[ http://issues.apache.org/jira/browse/NUTCH-393?page=all ]
Eelco Lempsink updated NUTCH-393:
---------------------------------
Attachment: NUTCH-393.patch
Here's a complete patch against the latest revision to fix this issue.
Note that not only the Indexer.java must be adjusted, the loop in
IndexingFilters.java that executes each filter must also stop when doc == null.
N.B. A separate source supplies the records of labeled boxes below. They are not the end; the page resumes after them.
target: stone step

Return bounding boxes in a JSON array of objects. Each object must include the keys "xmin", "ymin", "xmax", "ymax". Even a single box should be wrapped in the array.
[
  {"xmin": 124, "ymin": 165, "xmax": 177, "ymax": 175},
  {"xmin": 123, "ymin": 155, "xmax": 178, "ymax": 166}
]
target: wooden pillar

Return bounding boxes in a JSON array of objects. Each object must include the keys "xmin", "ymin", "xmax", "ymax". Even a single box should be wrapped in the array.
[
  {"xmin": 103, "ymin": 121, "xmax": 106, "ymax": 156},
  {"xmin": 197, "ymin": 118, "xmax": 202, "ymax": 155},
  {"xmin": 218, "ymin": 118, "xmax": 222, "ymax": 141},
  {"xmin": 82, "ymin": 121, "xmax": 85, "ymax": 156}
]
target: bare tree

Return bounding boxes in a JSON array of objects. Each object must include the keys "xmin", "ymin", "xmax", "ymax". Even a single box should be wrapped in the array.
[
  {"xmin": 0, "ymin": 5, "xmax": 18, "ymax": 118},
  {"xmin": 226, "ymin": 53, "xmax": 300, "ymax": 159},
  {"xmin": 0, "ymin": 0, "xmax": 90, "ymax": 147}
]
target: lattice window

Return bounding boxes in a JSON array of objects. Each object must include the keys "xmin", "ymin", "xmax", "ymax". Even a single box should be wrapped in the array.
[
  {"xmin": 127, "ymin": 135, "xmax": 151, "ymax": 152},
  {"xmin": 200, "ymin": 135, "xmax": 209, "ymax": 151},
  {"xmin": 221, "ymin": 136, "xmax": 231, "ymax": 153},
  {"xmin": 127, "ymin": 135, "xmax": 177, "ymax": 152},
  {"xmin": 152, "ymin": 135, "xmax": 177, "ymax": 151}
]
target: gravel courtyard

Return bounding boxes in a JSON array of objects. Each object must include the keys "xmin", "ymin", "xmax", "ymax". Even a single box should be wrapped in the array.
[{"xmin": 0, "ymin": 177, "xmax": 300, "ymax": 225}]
This means that once a filter decides to drop the document no other filter can
undo that action.
> Indexer doesn't handle null documents returned by filters
> ---------------------------------------------------------
>
> Key: NUTCH-393
> URL: http://issues.apache.org/jira/browse/NUTCH-393
> Project: Nutch
> Issue Type: Bug
> Components: indexer
> Affects Versions: 0.8.1
> Reporter: Eelco Lempsink
> Attachments: NUTCH-393.patch
>
>
> Plugins (like IndexingFilter) may return a null value, but this isn't handled
> by the Indexer. A trivial adjustment is all it takes:
> @@ -237,6 +237,7 @@
> if (LOG.isWarnEnabled()) { LOG.warn("Error indexing "+key+": "+e); }
> return;
> }
> + if (doc == null) return;
>
> float boost = 1.0f;
> // run scoring filters
--
This message is automatically generated by JIRA.
-
If you think it was sent incorrectly contact one of the administrators:
http://issues.apache.org/jira/secure/Administrators.jspa
-
For more information on JIRA, see: http://www.atlassian.com/software/jira
-------------------------------------------------------------------------
Using Tomcat but need to do more? Need to support web services, security?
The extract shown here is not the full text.